Network Television was Better Off with Better Off Ted



I have to give Netflix credit: Because of its wide selection of television titles, it’s a great resource for me to find high-quality but short-lived series that somehow escaped my attention when they were originally aired. (This is a welcome change from most television syndication arrangements, where only popular shows are aired repeatedly on channels other than the one that originally aired them.) In fact, it was thanks to Netflix that I found Better Off Ted, a wickedly intelligent satire of corporate culture that aired for two 13 episode seasons on ABC from 2009 to 2010.

Better Off Ted is a half-hour sitcom that takes place in the offices of Veridian Dynamics, a monolithic mega-corporation that engages in all sorts of odd and amoral activities to increase worker productivity and maximize profits, often at the expense of everyone and everything else.

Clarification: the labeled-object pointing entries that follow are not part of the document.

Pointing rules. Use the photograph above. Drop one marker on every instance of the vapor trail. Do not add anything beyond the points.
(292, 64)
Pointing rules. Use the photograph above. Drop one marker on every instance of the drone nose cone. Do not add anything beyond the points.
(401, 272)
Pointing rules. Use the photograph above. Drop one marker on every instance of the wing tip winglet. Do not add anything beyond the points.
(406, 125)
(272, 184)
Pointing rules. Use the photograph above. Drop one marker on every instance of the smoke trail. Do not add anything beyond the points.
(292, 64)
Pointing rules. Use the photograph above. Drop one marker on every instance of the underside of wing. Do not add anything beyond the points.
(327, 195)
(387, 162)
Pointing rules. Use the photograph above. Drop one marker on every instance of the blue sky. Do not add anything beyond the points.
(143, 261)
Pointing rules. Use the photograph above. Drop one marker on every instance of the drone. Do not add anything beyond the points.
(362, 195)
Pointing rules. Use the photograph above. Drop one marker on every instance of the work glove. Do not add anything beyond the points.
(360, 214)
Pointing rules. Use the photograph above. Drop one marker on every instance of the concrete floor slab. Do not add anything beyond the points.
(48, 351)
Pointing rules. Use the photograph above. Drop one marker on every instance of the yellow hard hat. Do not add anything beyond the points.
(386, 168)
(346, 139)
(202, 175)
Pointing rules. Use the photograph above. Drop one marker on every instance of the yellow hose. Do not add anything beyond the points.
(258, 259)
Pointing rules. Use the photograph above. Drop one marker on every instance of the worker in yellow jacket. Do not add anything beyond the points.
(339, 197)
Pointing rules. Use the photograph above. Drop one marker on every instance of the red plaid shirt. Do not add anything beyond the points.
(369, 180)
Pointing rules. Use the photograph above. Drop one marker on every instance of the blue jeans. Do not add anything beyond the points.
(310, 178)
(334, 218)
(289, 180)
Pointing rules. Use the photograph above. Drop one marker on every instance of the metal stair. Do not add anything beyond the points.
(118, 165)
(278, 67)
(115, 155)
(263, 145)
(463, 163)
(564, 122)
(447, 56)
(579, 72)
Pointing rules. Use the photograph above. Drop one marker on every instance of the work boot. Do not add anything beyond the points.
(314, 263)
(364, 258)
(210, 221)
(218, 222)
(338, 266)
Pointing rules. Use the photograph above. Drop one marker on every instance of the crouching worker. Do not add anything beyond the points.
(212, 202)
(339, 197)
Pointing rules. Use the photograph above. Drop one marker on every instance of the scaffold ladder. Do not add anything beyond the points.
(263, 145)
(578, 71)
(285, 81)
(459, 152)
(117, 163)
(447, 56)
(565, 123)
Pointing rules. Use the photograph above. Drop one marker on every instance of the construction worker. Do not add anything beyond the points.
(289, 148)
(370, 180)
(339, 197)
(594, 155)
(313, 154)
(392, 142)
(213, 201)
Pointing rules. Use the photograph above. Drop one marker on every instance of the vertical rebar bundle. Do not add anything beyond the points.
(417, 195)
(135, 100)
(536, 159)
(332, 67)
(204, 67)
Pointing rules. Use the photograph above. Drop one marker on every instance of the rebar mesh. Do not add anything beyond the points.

The characters consist of the titular Ted Crisp (Jay Harrington), a single father who heads Veridian’s research and development department; Ted’s intimidating, hyper-competitive boss Veronica Palmer (Portia de Rossi); and Ted’s underlings, product tester Linda Zwordling (Andrea Anders) and product development scientists Phil Myman (Jonathan Slavin) and Lem Hewitt (Malcolm Barrett).

While the interplay among the characters provide the plots for the episodes, most of the jokes in Better Off Ted are targeted directly at the behavior of modern-day corporations and their approach to people and science--or, as Lem puts it in one episode, “the place science goes to bend over and grab its ankles”. Throughout the series, various Veridian products become the subject of absurd and dark humor, such as its revolutionary cure for baldness (that is also a parasite) and a sound device that can deliver messages straight into a person’s brain (and can also cause uncontrollable, explosive vomiting when set at high frequencies). In a way, Veridian is less openly violent but just as misanthropic as Omni Consumer Products, the devious military-industrial conglomerate in Paul Verhoeven’s RoboCop. Indeed, notorious mad scientists such as Frankenstein, Jekyll and Moreau would feel right at home in the laboratories of Veridian Dynamics.

I love Better Off Ted and if you love comedy that is smart, sinister and strange, then you should check it out too.